Erstmals in politischem Sinn verwendete diese Ausdrücke der deutsche Kulturhistoriker und Politiktheoretiker Arthur Moeller van den Bruck in seinem Buch „Das dritte Reich“ (1923). „Parteigenosse“ war er keiner und er starb schon 1925. Ob man ihn als „Wegbereiter“ bezeichnen kann, ist Geschmackssache, aber sicher erleichterte er die Arbeit nationalsozialistischer Ideologen. „Drittes Reich“ und „Tausendjähriges Reich“ paßten trefflich in das mythisch-mystische Gedankengebäude, das der religionsartigen Überhöhung einer durchaus weltlichen Politik diente. „Drittes Reich“ wird heute zwar pauschal für die NS-Zeit verwendet, war aber nicht mehr als ein Schlagwort der Propaganda. Es hatte nie ein Territorium und war nie ein Völkerrechtssubjekt.

Eines ist noch offen: Wann endete das Zweite Reich? Sicher nicht 1918, wie das die Nationalsozialisten sahen. Denn 1918 wie 1933/34 änderte sich jeweils nur die Regierungsform. 1938 entstand ein „Großdeutsches Reich“, das beinahe den großdeutschen Vorstellungen des 19. Jahrhunderts entsprach. Aber auch wenn im „Anschluß-Gesetz“ (RGBl Nr. 28 vom 18.3.1938) „Großdeutsches Volksreich“ steht – völkerrechtlich blieb es wie 1918 das „Deutsche Reich“.
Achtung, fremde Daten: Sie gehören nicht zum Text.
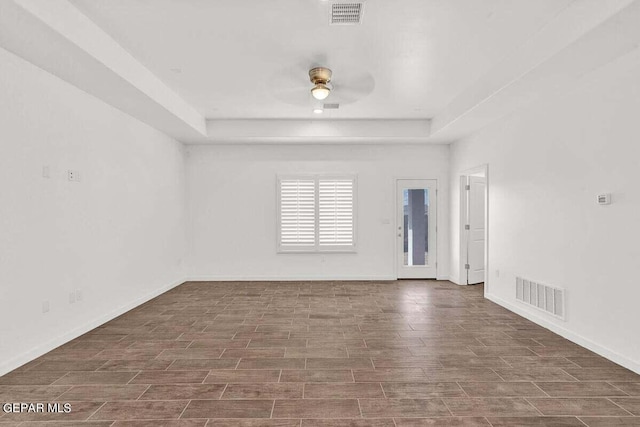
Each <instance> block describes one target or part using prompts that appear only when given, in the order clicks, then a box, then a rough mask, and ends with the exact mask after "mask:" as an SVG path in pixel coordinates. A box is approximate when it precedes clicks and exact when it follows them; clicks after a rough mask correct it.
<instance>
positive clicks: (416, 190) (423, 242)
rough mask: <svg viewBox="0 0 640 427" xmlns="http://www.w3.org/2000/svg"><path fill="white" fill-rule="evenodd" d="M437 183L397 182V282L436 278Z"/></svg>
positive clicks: (408, 180) (404, 180) (411, 181)
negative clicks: (411, 280) (409, 280)
mask: <svg viewBox="0 0 640 427" xmlns="http://www.w3.org/2000/svg"><path fill="white" fill-rule="evenodd" d="M437 202H438V200H437V181H436V180H433V179H398V180H397V181H396V206H397V209H396V212H397V214H396V231H397V233H396V235H397V236H396V248H397V249H396V254H397V260H396V266H397V267H396V273H397V277H398V279H435V278H436V276H437V266H438V264H437V252H436V250H437V248H436V231H437V227H436V211H437Z"/></svg>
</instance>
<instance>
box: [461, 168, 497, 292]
mask: <svg viewBox="0 0 640 427" xmlns="http://www.w3.org/2000/svg"><path fill="white" fill-rule="evenodd" d="M477 173H483V174H484V178H485V181H486V187H485V188H486V190H485V194H484V294H485V295H487V294H488V293H489V287H490V284H489V276H490V274H489V191H490V189H489V165H488V164H486V163H485V164H482V165H480V166H476V167H474V168H471V169H467V170H464V171H462V172H461V173H460V174H459V181H460V182H459V186H460V211H459V214H460V215H459V217H460V218H459V225H458V230H459V231H460V232H459V234H460V236H459V241H460V251H459V252H460V253H459V257H460V258H459V259H460V263H459V264H460V272H459V274H460V276H459V277H460V285H463V286H467V279H466V277H467V270H466V269H465V268H464V266H465V263H466V259H467V244H468V242H467V240H468V239H467V233H466V232H465V229H464V226H465V225H466V210H467V197H466V196H467V194H466V191H467V190H466V188H465V185H466V179H467V177H469V176H470V175H474V174H477Z"/></svg>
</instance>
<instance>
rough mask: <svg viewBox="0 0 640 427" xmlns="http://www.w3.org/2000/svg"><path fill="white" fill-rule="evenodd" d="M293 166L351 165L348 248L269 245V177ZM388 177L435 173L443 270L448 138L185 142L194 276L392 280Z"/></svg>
mask: <svg viewBox="0 0 640 427" xmlns="http://www.w3.org/2000/svg"><path fill="white" fill-rule="evenodd" d="M297 173H355V174H357V176H358V206H357V209H358V217H357V224H358V229H357V233H358V234H357V238H358V249H357V253H355V254H278V253H276V176H277V175H278V174H297ZM395 178H434V179H438V185H439V200H438V201H439V205H438V224H439V239H438V251H439V252H438V253H439V254H438V262H439V271H440V275H441V276H444V278H446V277H447V275H448V271H449V267H448V253H449V252H448V237H449V234H448V228H447V221H448V207H449V206H448V184H449V182H448V181H449V148H448V146H423V147H419V146H391V145H387V146H368V147H365V146H357V145H351V146H337V145H324V146H323V145H316V146H287V145H279V146H265V145H261V146H257V145H256V146H229V145H224V146H223V145H221V146H191V147H189V148H188V153H187V182H188V193H189V195H188V199H189V209H190V226H191V231H190V233H191V234H190V235H191V241H192V247H191V257H190V271H191V274H192V275H193V277H194V278H198V279H322V278H325V279H326V278H331V279H395V277H396V276H395V244H396V237H395V215H396V213H395V196H394V194H395V181H394V179H395ZM385 220H389V223H388V224H385V223H384V221H385Z"/></svg>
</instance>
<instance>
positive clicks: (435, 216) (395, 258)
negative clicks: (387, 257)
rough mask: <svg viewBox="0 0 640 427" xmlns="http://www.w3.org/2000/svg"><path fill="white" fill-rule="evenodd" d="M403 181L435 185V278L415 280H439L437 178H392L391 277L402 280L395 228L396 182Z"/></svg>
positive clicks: (438, 205)
mask: <svg viewBox="0 0 640 427" xmlns="http://www.w3.org/2000/svg"><path fill="white" fill-rule="evenodd" d="M405 180H409V181H413V180H417V181H435V183H436V209H435V212H434V215H435V221H436V222H435V224H434V227H435V230H436V237H435V239H434V240H435V246H436V256H435V263H436V277H435V278H434V279H416V280H440V279H439V278H438V277H439V276H438V273H439V270H438V268H439V267H440V266H439V264H438V252H439V251H438V249H439V247H438V218H439V213H440V212H438V211H439V209H440V203H439V202H440V200H439V198H438V195H439V194H438V193H439V180H438V178H416V177H404V176H396V177H393V209H394V214H393V217H394V218H395V223H394V224H393V228H392V231H393V244H394V248H395V249H394V250H393V275H394V277H395V278H396V280H403V279H400V278H399V277H398V259H399V257H400V253H399V247H400V245H399V244H398V241H397V238H396V233H397V232H398V230H397V228H396V227H397V226H398V221H399V218H398V197H399V195H398V181H405Z"/></svg>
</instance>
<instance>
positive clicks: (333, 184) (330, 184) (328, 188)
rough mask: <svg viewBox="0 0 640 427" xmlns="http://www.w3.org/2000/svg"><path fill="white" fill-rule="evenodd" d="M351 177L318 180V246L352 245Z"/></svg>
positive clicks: (344, 247) (352, 206) (344, 245)
mask: <svg viewBox="0 0 640 427" xmlns="http://www.w3.org/2000/svg"><path fill="white" fill-rule="evenodd" d="M353 191H354V181H353V180H352V179H320V180H319V181H318V210H319V212H318V228H319V230H318V240H319V242H318V243H319V246H320V247H321V248H322V247H330V246H333V247H337V248H345V249H346V248H350V247H353V246H354V236H353V234H354V227H353V222H354V221H353V215H354V206H353Z"/></svg>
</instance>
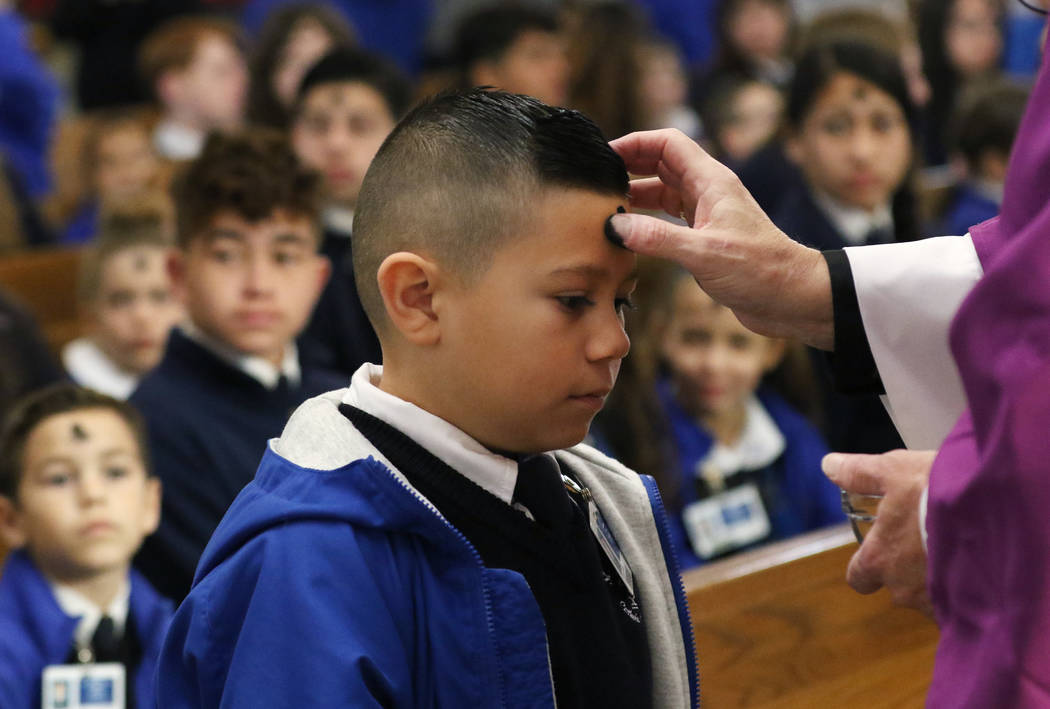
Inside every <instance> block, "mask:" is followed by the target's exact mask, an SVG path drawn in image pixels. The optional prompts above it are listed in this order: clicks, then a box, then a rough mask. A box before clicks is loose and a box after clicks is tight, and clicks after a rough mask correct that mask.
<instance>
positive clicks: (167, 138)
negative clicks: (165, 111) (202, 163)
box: [153, 120, 206, 160]
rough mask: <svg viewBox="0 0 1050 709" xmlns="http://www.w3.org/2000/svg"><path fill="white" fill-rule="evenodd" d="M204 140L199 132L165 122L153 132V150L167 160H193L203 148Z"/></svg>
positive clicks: (195, 158)
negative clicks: (155, 150) (154, 148)
mask: <svg viewBox="0 0 1050 709" xmlns="http://www.w3.org/2000/svg"><path fill="white" fill-rule="evenodd" d="M205 138H206V135H205V133H203V132H202V131H199V130H194V129H192V128H188V127H186V126H184V125H180V124H177V123H175V122H174V121H171V120H166V121H162V122H161V123H160V124H159V125H158V126H156V128H155V129H154V130H153V148H155V149H156V152H158V153H159V154H160V155H161V157H162V158H167V159H168V160H194V159H196V157H197V155H199V154H201V150H202V149H203V148H204V141H205Z"/></svg>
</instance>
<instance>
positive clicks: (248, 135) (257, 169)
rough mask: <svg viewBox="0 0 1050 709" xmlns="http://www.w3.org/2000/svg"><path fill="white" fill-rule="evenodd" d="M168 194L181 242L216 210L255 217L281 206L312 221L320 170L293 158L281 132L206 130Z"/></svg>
mask: <svg viewBox="0 0 1050 709" xmlns="http://www.w3.org/2000/svg"><path fill="white" fill-rule="evenodd" d="M172 194H173V197H174V203H175V232H176V236H175V243H176V244H177V246H180V247H181V248H186V247H187V246H189V244H190V243H191V242H192V241H193V239H194V238H196V237H197V236H199V235H202V233H203V231H204V230H205V229H206V228H207V227H208V225H209V223H210V222H211V220H212V218H214V217H215V216H216V215H217V214H219V213H220V212H233V213H235V214H237V215H238V216H240V217H243V218H245V220H247V221H248V222H258V221H260V220H265V218H267V217H268V216H270V215H271V214H273V212H274V211H275V210H277V209H283V210H287V211H289V212H291V213H292V214H295V215H297V216H298V215H301V216H306V217H309V218H310V220H311V221H313V222H316V221H317V220H318V215H319V213H320V204H321V203H320V175H318V174H317V173H316V172H314V171H312V170H309V169H307V168H306V167H304V166H302V165H301V164H300V163H299V161H298V159H297V158H296V157H295V153H294V152H293V151H292V148H291V145H290V144H289V142H288V140H287V139H286V138H285V137H283V135H282V134H281V133H279V132H277V131H274V130H270V129H266V128H250V129H248V130H245V131H243V132H238V133H220V132H213V133H211V134H210V135H209V137H208V140H207V142H206V143H205V145H204V149H203V150H202V151H201V155H199V157H198V158H197V159H196V160H194V161H193V162H192V163H190V164H189V165H188V166H186V168H185V169H184V170H183V172H182V173H181V174H180V175H178V178H177V179H176V181H175V184H174V186H173V188H172ZM318 238H319V236H318Z"/></svg>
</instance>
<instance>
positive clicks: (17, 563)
mask: <svg viewBox="0 0 1050 709" xmlns="http://www.w3.org/2000/svg"><path fill="white" fill-rule="evenodd" d="M128 612H129V613H130V614H131V616H132V617H133V618H134V623H135V627H137V628H138V630H139V640H140V642H141V643H142V663H141V664H140V665H139V671H138V672H137V673H135V676H134V692H135V706H139V707H150V706H152V705H153V673H154V671H155V668H156V659H158V655H159V654H160V652H161V641H162V640H163V638H164V632H165V630H166V628H167V626H168V621H169V620H170V618H171V602H170V601H168V600H167V599H164V598H162V597H161V596H160V595H158V592H156V591H154V590H153V588H152V587H151V586H150V585H149V583H148V582H147V581H146V580H145V579H143V578H142V577H141V576H139V574H137V572H135V571H134V570H132V571H131V599H130V601H129V602H128ZM77 620H78V619H76V618H69V617H68V616H66V614H65V613H64V612H62V609H61V608H60V607H59V604H58V602H56V600H55V596H54V595H53V593H51V588H50V586H49V585H48V584H47V581H46V580H45V579H44V577H43V575H41V574H40V571H39V570H37V567H36V566H35V565H34V563H33V562H31V561H30V560H29V558H28V557H27V556H26V555H25V554H24V552H23V551H15V552H14V554H12V555H10V556H9V557H8V558H7V562H6V564H5V565H4V567H3V576H2V577H0V707H3V708H4V709H21V708H22V707H26V708H28V707H39V706H40V680H41V674H42V673H43V671H44V667H45V666H47V665H60V664H62V663H64V662H65V661H66V658H68V656H69V649H70V648H71V647H72V635H74V630H75V629H76V627H77Z"/></svg>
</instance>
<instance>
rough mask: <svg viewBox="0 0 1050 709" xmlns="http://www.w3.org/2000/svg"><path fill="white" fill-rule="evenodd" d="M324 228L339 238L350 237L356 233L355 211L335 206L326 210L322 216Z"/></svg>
mask: <svg viewBox="0 0 1050 709" xmlns="http://www.w3.org/2000/svg"><path fill="white" fill-rule="evenodd" d="M321 223H322V224H323V225H324V228H325V229H328V230H329V231H330V232H332V233H334V234H336V235H337V236H348V237H349V236H350V235H351V234H352V233H353V232H354V210H353V209H350V208H349V207H337V206H335V205H333V206H331V207H328V208H325V209H324V213H323V214H321Z"/></svg>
Der Ausdruck „Drittes Reich“ war jetzt nicht mehr erwünscht und ab 10. Juli 1939 auf Weisung von Goebbels den Medien sogar untersagt. „Großdeutsches Reich“ findet sich im Gesetz zur Einverleibung der Rest-Tschechoslowakei (RGBl Nr. 47 vom 16.3.1939) und in anderen amtlichen Texten. Jener Erlaß der Reichskanzlei, der das Deutsche Reich auch formell in „Großdeutsches Reich“ umbenannte (RK 7669 E vom 26. Juni 1943), wurde aber nicht mehr publiziert. „Großdeutsches Reich“ stand nur auf den Briefmarken.

Anders als das Heilige Römische Reich Deutscher Nation wurde das Deutsche Reich nie durch irgendeinen Formalakt für beendet erklärt – nicht durch die Kapitulation, nicht durch die Besatzungsmächte, nicht durch Gründung der Bundesrepublik Deutschland und der Deutschen Demokratischen Republik, ja nicht einmal durch den „Zwei-Plus-Vier-Vertrag“. So wurde die Bundesrepublik zwar Rechtsnachfolgerin des nie für tot erklärten Reiches – mit allen daraus erwachsenen Nachteilen. Friedensvertrag gibt es aber keinen. Und auch Österreich hat nur einen „Staatsvertrag“ mit Einschränkungen der Souveränität, darunter das „Anschlußverbot“.